Im auslaufenden 19. Jahrhundert entdeckten begüterte Bürger die alte Fischersiedlung für sich und verdrängten die armen Leute. Andererseits suchten weitere Gewerbebetriebe die Nähe zum Wasser. Die 1906 errichtete repräsentative Fabrikantenvilla Fischerkietz 6 unterschied sich völlig von den älteren Wohngebäuden. Prominenter Bewohner war der Färbermeister Oswald Schulz. Er färbte und reinigte die Kleidung unserer Urgroßeltern. Nach seinem Tod soll hier eine Getränkeabfüllanlage und eine Schlosserei betrieben worden sein.

Durch Überschuldung der Eigentümerin wurde das Grundstück in den 1930er Jahren zwangsversteigert und von der städtischen Sparkasse erworben. 1957 sollen in den Gebäuden am Fischerkietz 102 Menschen gewohnt haben! Das alte Fabrikgebäude nutzte in den sechziger Jahren die PGH „Einigkeit“. Auch die Gesellschaft für Sport und Technik (GST) war hier am See beheimatet.

Angesichts der attraktiven Lage am Straussee bestimmten die Stadtverordneten 1977 die Villa zum Sitz der städtischen Bibliothek. Zwanzig Jahre später zwangen jedoch ausbleibende Unterhaltungsmaßnahmen und insbesondere die Feuchtigkeit im Gebäude die Bücherei zum Verlassen der Villa. Sie zog wenig später in das nahe Stadthaus an den Marktplatz um.

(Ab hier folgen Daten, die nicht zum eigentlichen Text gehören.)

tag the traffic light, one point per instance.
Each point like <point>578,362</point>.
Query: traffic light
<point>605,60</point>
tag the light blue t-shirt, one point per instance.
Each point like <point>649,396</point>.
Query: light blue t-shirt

In der Folge kaufte ein Oldenburger Energiedienstleister das Grundstück. Im Zuge der anschließenden Sanierung durch das Unternehmen entstand 2003 das Tagungszentrum „Am Fischerkietz“ und ein attraktives Restaurant mit Terrasse über dem Straussee.

Obwohl außerhalb des Stadtmauerrings gelegen, gehört das Grundstück Fischerkietz 6 wie alle Nachbargrundstücke am Kietz heute zum Denkmalbereich Altstadt Strausberg. In naher Zukunft wird ein Uferwanderweg die Verbindung zwischen dem Fischerkietz und dem neu gestalteten Kulturpark herstellen.